MBZUAI team win industry computer vision award for best student paper

Friday, October 20, 2023

Dmitry Demidov, a Ph.D. student in the Computer Vision Department at MBZUAI, is part of a team of MBZUAI alumni and faculty who recently received the Best Student Paper Award from the International Conference on Computer Vision Theory and Applications (VISAPP) 2023.

Demidov’s fellow authors for ‘Salient Mask-Guided Vision Transformer for Fine-Grained Classification’ included Ph.D. student Muhammad Hamza Sharif, Aliakbar Abdurahim, a researcher in machine learning and former graduate teaching assistant, Assistant Professor of Computer Vision, Hisham Cholakkal, and Fahad Khan, Deputy Department Chair of Computer Vision and Professor of Computer Vision, MBZUAI.
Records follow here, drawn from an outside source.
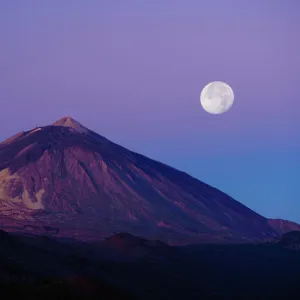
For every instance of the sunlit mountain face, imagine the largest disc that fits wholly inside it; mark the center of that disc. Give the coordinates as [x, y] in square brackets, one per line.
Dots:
[65, 179]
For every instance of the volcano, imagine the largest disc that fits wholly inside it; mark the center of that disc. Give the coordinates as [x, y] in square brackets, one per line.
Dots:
[67, 177]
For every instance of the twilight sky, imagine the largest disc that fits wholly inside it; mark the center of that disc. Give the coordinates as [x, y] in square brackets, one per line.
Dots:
[133, 72]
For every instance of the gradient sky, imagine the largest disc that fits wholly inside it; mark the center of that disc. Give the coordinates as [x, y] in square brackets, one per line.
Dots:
[133, 72]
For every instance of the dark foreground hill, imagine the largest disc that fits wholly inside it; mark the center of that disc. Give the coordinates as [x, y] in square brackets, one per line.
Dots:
[43, 268]
[67, 180]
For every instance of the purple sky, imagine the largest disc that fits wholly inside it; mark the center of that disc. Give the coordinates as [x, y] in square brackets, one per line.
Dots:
[133, 71]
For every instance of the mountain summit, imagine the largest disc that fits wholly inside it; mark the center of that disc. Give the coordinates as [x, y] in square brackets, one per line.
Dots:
[71, 123]
[55, 176]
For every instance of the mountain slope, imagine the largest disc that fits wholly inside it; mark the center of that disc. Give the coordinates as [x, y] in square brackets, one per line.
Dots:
[70, 177]
[283, 226]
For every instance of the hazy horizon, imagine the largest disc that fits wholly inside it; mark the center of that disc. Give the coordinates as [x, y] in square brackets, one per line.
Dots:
[133, 72]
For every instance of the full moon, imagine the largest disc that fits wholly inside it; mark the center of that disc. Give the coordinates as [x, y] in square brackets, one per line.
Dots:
[217, 97]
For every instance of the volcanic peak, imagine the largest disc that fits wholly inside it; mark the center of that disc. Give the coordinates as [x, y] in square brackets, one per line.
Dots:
[71, 123]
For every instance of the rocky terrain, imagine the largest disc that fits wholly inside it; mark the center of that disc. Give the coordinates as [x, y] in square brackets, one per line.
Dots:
[129, 267]
[66, 180]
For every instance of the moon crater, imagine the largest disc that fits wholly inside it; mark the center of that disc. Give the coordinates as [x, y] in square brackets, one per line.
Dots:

The paper proposes a simple yet effective approach to improving the accuracy of standard Vision Transformer architecture in Fine-Grained Visual Classification (FGVC), which aims to achieve a level of acuity when identifying differences between visually similar objects that usually requires in-depth, specialist knowledge. Examples include recognizing the subtle variations between animal species of the same genera, or between specific types of cars or aircraft.

“Standard models usually require large numbers of high-resolution images to learn from and their performance will decline when there are fewer, lower-resolution images,” Demidov explained. “But even when that is the case, our model still out-performs popular Vision Transformer (ViT) architecture.”

Dmitry Demidov

Named SalientMask-Guided Vision Transformer (SM-ViT), the technique deployed by the team uses a salient mask to distinguish between objects in the foreground and background of any image and then deploys a a ViT-like Salient Mask-Guided Encoder (SMGE) to focus on specific, defining characteristics of an object rather than analysing the image in its entirety.

“Unlike most of the previous ViT-based works, we do not completely disregard the less recognizable image parts, but rather guide the attention scores towards the more beneficial salient patches,” the 24-year-old said.

The team used three data sets to train their model, a process that took just over four hours, and then ran between 50 and 60 iterations, each of which involved the analysis of approximately 30,000 images, before it was capable of out-performing standard ViT architecture. Demidov cites numerous real-world scenarios where this level of visual acuity would already prove invaluable, such as in airports: “You could use cameras not just to identify different types of plane and where they are but to automatically calculate how much fuel they require,” he explained.

Demidov first became involved in pattern recognition research as an undergraduate student in computer engineering at Omsk State Technical University (OmSTU), where he joined a robotics lab working on a project that involved a simultaneous localization and mapping (SLAM) task. After graduating in 2020, he joined MBZUAI, where he obtained his master’s degree in computer vision in 2022.

“Back in 2014, when I was an undergraduate I used a more classical approach and tried to solve computer vision-related tasks without using machine learning, which took a lot of resources and time,” Demidov remembered. “And I realised at that moment that this was the future, and now something that once took me two weeks can be achieved within four or five hours.”

Demidov’s current research interests involve various types of image classification, but in keeping with MBZUAI’s focus on using AI to deliver solutions to real-world challenges, his principal projects use computer vision to improve visual classification when working with extremely limited data sets.

“This problem may seem minor at first glance but is an essentially crucial problem that requires redefining the conventional machine- and deep-learning algorithms and rules of thumb typically used in traditional image classification with a vast number of images,” Demidov said. “Improving the performance of existing solutions on this class of tasks may help in numerous applications, since most of the real projects in industry are usually extremely limited in terms of data.”

The 19th International Conference on Computer Vision Theory and Applications (VISAPP 2023) was held in Lisbon, Portugal, from February 19 to 21, 2023. VISAPP is part of VISIGRAPP, the International Joint Conference on Computer Vision, Imaging and Computer Graphics Theory and Applications.